Three letters arriving on the same day Christmas Week finding three different ways to keep me from cashing out one small policy in this big huge world.
You’ll excuse me if I don’t think the letters came from Three Wise Men. Or even honest men. Looks like my present for an attorney will be a little extra business.
Can we find agreement on how to deal with extracting information from detainees in the future? I doubt it, since we can’t even agree on what to call it.
It was William Shakespeare who first explored the differences between reality and our descriptions of that reality.
Wouldn’t a rose, he reasoned through his love-struck Juliet, smell as sweet even if you called it by any other name?
While I understand Bill’s point that a rose is a rose even if you call it a pickle, the logic shortchanges the power that words have in not only altering the perception of a reality but also in providing clues as to what the speaker thinks about it.
This week the 24-7 news cycle gab fests have been pouring through a Senate report, released by Democrats before they cede power that outlines practices used by American forces in the years following September 11th to gain information on what else might have been coming.
The details are graphic and at times gruesome and for many rise to the level of torture. They argue that we are supposed to be the good guys and it’s hard to condemn acts of violence we see around the world yet perform the same under a national security blanket.
Also in the mix: the question of labelling torture as inhumane while continuing unmanned drone strikes aimed at “high value” targets. Smart bombs aren’t as precise as we would love to believe. Innocent people get killed. Some call that “collateral damage.”
Supporters of America’s tactics never use the T-word. They have come to call the practices “enhanced interrogation techniques” or EIT’s.
It sounds much more civilized, doesn’t it? But as the Bard reminds us, reality is what reality is.
We’re being assured that many of these practices are no longer being used in the West but who knows the steps some will take when a legitimate threat is revealed or executed.
But it’s clear that no real consensus can be reached until we are all on the same page, a place where a rose to some means a rose to all.
I’m not a lawyer. I’ve seen a lot of them in action but I don’t pretend to know the nuances.
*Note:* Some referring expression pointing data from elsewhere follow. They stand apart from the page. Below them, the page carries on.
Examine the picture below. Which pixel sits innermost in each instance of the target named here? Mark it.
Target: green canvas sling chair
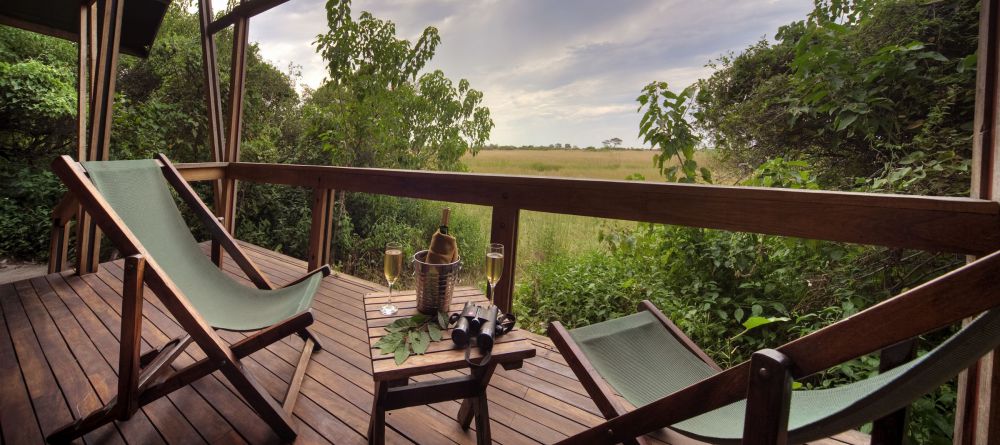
(646, 376)
(132, 204)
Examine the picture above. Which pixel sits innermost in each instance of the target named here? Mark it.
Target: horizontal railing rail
(958, 225)
(940, 224)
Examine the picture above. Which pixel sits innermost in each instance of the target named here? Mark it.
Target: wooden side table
(392, 387)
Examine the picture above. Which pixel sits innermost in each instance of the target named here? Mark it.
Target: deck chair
(646, 376)
(133, 205)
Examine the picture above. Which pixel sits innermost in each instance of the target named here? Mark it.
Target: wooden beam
(891, 429)
(244, 11)
(959, 225)
(202, 171)
(977, 414)
(101, 106)
(321, 231)
(237, 89)
(503, 230)
(213, 101)
(769, 398)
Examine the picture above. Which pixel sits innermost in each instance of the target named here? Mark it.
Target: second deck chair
(132, 204)
(647, 361)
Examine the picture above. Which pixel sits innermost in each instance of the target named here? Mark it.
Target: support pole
(213, 101)
(504, 231)
(321, 232)
(977, 415)
(104, 73)
(237, 87)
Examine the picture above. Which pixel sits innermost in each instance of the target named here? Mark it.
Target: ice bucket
(435, 283)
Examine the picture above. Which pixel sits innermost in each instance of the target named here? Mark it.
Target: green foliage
(376, 111)
(664, 125)
(858, 88)
(411, 335)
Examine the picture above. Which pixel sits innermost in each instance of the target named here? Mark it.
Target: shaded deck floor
(59, 355)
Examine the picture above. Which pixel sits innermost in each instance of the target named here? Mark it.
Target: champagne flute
(393, 265)
(494, 266)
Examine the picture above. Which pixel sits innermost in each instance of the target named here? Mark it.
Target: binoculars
(481, 323)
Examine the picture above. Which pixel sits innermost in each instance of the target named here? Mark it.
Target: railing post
(504, 231)
(321, 231)
(105, 71)
(977, 414)
(769, 398)
(59, 245)
(891, 429)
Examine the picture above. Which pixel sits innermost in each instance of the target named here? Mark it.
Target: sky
(551, 71)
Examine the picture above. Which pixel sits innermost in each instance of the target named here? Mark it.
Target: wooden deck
(59, 353)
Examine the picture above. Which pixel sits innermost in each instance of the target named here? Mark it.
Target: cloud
(564, 71)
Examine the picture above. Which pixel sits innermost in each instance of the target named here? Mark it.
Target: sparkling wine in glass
(392, 267)
(494, 266)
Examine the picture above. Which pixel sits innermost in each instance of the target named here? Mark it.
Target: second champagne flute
(494, 266)
(392, 267)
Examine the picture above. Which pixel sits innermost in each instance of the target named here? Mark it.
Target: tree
(665, 126)
(873, 93)
(377, 110)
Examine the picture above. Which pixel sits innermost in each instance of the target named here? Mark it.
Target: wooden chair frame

I’ve never played one on TV.
But from where I’m standing it appears that the Erie Otters are skating on thin ice in attempts to keep the OHL franchise in Erie.
It’s been rumored for months that the team could be sold and then moved to the more hockey fan-rich land of Hamilton, Ontario.
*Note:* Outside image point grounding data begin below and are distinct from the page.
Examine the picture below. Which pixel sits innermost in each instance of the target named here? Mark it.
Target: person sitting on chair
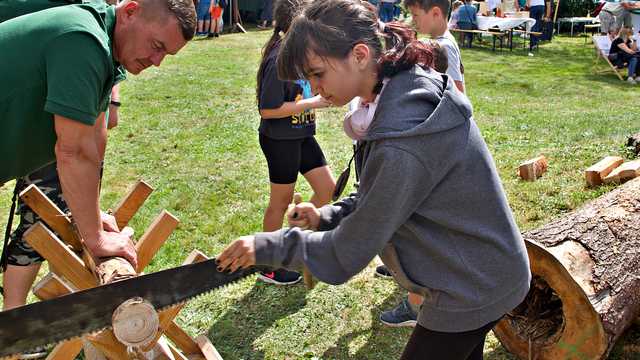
(467, 20)
(623, 51)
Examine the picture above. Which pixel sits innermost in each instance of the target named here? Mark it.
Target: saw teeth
(49, 346)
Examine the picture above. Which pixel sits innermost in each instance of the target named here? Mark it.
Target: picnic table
(501, 27)
(504, 24)
(577, 20)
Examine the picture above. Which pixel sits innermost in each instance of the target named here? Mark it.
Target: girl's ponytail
(403, 50)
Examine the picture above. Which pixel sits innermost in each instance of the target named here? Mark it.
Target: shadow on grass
(247, 319)
(382, 342)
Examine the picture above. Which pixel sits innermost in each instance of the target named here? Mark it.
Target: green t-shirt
(55, 61)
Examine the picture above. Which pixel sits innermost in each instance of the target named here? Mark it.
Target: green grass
(189, 129)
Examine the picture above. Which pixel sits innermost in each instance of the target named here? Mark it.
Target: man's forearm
(79, 177)
(79, 150)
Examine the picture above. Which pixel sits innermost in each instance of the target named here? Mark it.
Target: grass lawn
(189, 129)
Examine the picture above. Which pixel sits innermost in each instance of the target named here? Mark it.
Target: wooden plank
(195, 256)
(91, 352)
(182, 340)
(51, 286)
(131, 203)
(66, 262)
(167, 316)
(532, 169)
(106, 342)
(624, 172)
(176, 353)
(67, 350)
(154, 237)
(597, 172)
(50, 214)
(208, 350)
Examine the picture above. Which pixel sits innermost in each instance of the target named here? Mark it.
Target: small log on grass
(532, 169)
(633, 142)
(586, 281)
(624, 172)
(597, 172)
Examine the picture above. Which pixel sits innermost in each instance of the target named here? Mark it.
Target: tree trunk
(585, 290)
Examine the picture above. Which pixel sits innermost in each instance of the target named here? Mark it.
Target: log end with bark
(585, 290)
(135, 323)
(532, 169)
(633, 143)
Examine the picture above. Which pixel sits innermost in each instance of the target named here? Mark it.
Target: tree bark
(586, 281)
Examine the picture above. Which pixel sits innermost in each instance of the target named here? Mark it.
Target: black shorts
(286, 158)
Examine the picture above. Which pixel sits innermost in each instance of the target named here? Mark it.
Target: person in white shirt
(537, 12)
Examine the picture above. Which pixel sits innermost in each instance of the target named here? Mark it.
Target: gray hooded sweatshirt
(430, 203)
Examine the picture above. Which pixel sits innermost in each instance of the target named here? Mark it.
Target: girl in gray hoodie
(430, 201)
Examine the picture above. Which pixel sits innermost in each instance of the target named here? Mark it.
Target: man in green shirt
(57, 68)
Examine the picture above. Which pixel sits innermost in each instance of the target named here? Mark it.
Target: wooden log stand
(586, 281)
(141, 332)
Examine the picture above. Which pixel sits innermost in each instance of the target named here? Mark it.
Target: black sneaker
(280, 277)
(383, 272)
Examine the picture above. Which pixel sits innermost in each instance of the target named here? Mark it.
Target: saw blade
(33, 326)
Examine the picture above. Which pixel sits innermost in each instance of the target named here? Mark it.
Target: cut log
(586, 281)
(67, 350)
(135, 323)
(624, 172)
(597, 172)
(633, 142)
(114, 269)
(532, 169)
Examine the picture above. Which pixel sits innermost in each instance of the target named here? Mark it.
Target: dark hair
(427, 5)
(331, 28)
(283, 12)
(183, 10)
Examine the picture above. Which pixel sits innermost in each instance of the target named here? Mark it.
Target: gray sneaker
(400, 316)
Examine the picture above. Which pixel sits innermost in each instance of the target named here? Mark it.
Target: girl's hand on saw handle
(304, 216)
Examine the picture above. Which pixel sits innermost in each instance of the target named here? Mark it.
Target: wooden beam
(208, 350)
(50, 214)
(176, 353)
(131, 203)
(66, 262)
(168, 315)
(151, 241)
(182, 340)
(597, 172)
(67, 350)
(195, 256)
(51, 286)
Things became much more real when the Edmonton Oilers filed suit saying they had a deal in place with managing partner Sherry Bassin to buy the team.
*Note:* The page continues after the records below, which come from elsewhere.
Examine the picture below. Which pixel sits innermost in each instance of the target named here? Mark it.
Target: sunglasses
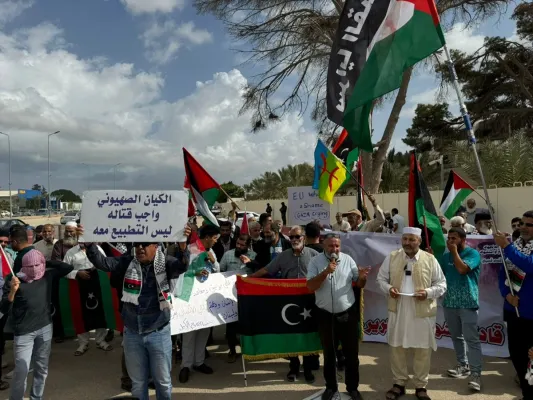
(142, 244)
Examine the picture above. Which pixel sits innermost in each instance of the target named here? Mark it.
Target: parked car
(70, 216)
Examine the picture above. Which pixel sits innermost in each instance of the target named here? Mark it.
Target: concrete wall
(508, 203)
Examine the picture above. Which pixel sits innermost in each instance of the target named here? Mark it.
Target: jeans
(36, 347)
(149, 353)
(329, 328)
(462, 324)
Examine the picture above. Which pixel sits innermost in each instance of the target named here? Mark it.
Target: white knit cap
(408, 230)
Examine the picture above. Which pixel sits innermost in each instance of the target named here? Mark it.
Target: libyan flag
(89, 304)
(204, 190)
(422, 213)
(455, 192)
(376, 42)
(277, 318)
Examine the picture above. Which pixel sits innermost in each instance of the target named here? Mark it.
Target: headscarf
(33, 266)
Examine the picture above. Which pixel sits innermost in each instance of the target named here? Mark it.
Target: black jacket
(30, 310)
(218, 248)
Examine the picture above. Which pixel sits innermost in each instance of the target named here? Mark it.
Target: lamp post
(9, 173)
(49, 188)
(88, 175)
(115, 176)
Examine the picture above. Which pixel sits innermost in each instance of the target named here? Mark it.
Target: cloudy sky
(132, 82)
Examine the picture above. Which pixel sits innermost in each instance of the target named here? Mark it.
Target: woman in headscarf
(27, 295)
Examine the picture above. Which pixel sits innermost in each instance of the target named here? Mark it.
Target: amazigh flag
(85, 305)
(422, 213)
(376, 41)
(330, 173)
(204, 189)
(287, 326)
(455, 192)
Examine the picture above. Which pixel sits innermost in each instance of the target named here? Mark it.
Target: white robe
(404, 329)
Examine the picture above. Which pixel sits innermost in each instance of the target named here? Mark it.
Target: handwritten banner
(211, 303)
(134, 216)
(305, 206)
(370, 249)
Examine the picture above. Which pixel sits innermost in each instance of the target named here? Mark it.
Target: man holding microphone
(330, 276)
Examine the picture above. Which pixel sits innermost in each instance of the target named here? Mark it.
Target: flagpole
(472, 141)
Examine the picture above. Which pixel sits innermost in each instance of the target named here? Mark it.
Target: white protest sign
(212, 302)
(305, 206)
(134, 216)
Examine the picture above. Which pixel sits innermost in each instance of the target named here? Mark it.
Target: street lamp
(88, 175)
(115, 176)
(440, 161)
(49, 188)
(9, 177)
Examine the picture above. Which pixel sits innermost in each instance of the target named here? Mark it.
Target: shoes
(184, 375)
(232, 357)
(329, 394)
(204, 369)
(475, 382)
(355, 395)
(460, 371)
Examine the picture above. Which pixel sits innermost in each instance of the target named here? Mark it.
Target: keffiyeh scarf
(133, 282)
(516, 275)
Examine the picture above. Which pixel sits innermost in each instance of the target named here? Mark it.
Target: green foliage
(234, 191)
(66, 196)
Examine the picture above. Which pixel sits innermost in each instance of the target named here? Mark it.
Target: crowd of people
(144, 276)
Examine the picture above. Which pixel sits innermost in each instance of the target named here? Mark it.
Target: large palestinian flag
(85, 305)
(203, 188)
(277, 318)
(422, 213)
(376, 42)
(455, 192)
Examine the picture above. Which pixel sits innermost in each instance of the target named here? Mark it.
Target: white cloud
(137, 7)
(162, 41)
(10, 9)
(111, 113)
(464, 38)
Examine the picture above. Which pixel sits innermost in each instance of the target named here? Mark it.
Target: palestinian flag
(203, 189)
(85, 305)
(455, 192)
(376, 42)
(285, 327)
(422, 213)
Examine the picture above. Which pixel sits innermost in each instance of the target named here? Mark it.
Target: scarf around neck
(516, 275)
(133, 282)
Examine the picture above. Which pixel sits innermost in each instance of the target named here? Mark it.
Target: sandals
(104, 346)
(396, 392)
(81, 350)
(422, 394)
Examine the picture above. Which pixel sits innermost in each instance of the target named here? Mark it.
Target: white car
(249, 214)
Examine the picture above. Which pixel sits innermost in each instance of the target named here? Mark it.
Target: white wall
(508, 203)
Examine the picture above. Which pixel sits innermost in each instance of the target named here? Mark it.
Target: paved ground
(96, 376)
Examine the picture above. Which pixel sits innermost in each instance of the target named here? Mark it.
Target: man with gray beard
(70, 239)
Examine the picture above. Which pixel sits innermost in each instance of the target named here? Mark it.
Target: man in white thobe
(413, 281)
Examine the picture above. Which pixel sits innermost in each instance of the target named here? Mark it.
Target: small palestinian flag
(203, 188)
(422, 213)
(89, 304)
(376, 42)
(455, 192)
(277, 318)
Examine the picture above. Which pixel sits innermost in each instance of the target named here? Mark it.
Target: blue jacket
(525, 263)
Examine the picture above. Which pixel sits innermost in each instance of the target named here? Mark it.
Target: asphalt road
(96, 376)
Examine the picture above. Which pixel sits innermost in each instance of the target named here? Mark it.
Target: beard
(70, 241)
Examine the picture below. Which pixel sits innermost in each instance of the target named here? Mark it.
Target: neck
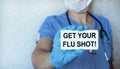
(81, 18)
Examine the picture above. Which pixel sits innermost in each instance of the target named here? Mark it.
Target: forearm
(41, 60)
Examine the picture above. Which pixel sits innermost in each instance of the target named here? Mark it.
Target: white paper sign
(72, 40)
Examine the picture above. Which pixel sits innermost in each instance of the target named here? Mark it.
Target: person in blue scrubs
(48, 55)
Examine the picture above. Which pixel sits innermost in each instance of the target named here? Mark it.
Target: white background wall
(21, 19)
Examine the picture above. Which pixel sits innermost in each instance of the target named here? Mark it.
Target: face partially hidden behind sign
(86, 40)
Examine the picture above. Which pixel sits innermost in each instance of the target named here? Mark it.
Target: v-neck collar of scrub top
(73, 22)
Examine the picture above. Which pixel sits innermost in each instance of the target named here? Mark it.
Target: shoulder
(102, 19)
(55, 17)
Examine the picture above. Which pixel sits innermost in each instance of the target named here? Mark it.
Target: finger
(79, 28)
(71, 27)
(86, 27)
(78, 52)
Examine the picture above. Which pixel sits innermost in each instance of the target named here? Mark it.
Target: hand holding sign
(87, 39)
(60, 57)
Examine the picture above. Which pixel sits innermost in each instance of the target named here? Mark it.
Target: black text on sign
(87, 40)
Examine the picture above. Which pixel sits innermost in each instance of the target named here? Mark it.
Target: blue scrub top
(85, 61)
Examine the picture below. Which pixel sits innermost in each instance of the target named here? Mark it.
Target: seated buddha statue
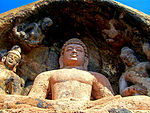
(72, 81)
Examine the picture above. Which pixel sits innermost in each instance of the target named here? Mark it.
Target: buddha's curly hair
(75, 41)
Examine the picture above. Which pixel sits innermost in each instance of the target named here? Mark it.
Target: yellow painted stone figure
(10, 82)
(72, 81)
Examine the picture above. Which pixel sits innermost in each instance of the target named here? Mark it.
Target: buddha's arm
(101, 86)
(41, 85)
(122, 84)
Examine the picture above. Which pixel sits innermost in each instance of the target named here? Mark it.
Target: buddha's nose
(74, 50)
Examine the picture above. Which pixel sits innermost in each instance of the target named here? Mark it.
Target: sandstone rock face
(104, 26)
(13, 103)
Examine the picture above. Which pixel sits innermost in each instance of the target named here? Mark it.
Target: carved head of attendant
(74, 55)
(128, 57)
(12, 58)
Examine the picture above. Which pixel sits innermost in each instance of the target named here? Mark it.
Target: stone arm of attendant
(41, 86)
(140, 86)
(101, 86)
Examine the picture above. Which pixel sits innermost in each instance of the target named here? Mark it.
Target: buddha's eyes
(69, 48)
(76, 48)
(79, 49)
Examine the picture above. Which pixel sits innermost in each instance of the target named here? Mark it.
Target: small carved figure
(135, 80)
(71, 82)
(31, 34)
(10, 82)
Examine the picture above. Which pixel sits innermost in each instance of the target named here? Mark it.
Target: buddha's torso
(71, 84)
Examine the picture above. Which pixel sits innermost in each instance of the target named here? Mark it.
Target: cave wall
(104, 26)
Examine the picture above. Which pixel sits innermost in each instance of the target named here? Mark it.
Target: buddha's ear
(15, 67)
(3, 59)
(61, 61)
(86, 61)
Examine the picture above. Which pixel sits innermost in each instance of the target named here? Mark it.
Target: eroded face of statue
(74, 55)
(11, 60)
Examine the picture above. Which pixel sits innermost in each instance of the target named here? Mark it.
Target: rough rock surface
(94, 23)
(15, 103)
(104, 26)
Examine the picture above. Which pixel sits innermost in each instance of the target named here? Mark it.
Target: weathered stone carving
(31, 34)
(72, 82)
(135, 80)
(10, 82)
(113, 36)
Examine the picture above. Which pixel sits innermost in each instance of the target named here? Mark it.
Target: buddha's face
(12, 59)
(128, 59)
(74, 55)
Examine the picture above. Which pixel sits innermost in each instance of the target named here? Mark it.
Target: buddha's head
(74, 54)
(12, 58)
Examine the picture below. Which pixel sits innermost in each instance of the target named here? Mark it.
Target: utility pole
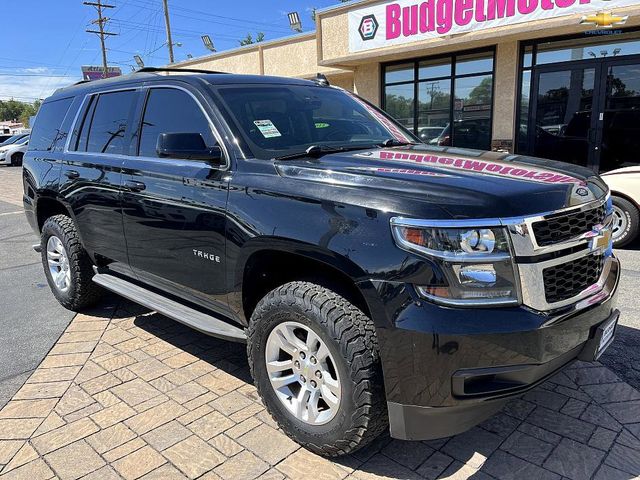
(101, 21)
(168, 25)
According to the Oilers, the team forwarded Bassin more than four million dollars to maintain the operations until all the paperwork could be completed.
But Bassin pulled out of the deal and according to Edmonton never returned the upfront money. Just this week a federal judge stepped in to halt selling off the team to recoup the losses.
That strikes this non-attorney as simply delaying the inevitable.
The remaining options are for Bassin to go ahead with the Edmonton deal to clear the debt (now standing at 4.6 million with costs) and then wave goodbye as the busses head north or find another buyer willing to keep a team here.
As rumors of the sale started so did rumors that a local group was being formed to anchor the team here.
You have to admire the effort but question if the numbers will add up. It’s hard for the fans to hear but the best bet might be to let the Otters go and then try to create another team for Erie with new leadership and less baggage.
A lot of fans and the Erie Times-News are holding Bassin at fault for a variety of reasons. But whether it was bad business or outright deceit is growing moot.
This year’s Otters are proof that a winner can exist here and with quality players and newly renovated facilities fans support the effort.
One non-attorney conclusion: We need a white knight on our white ice and time is growing short.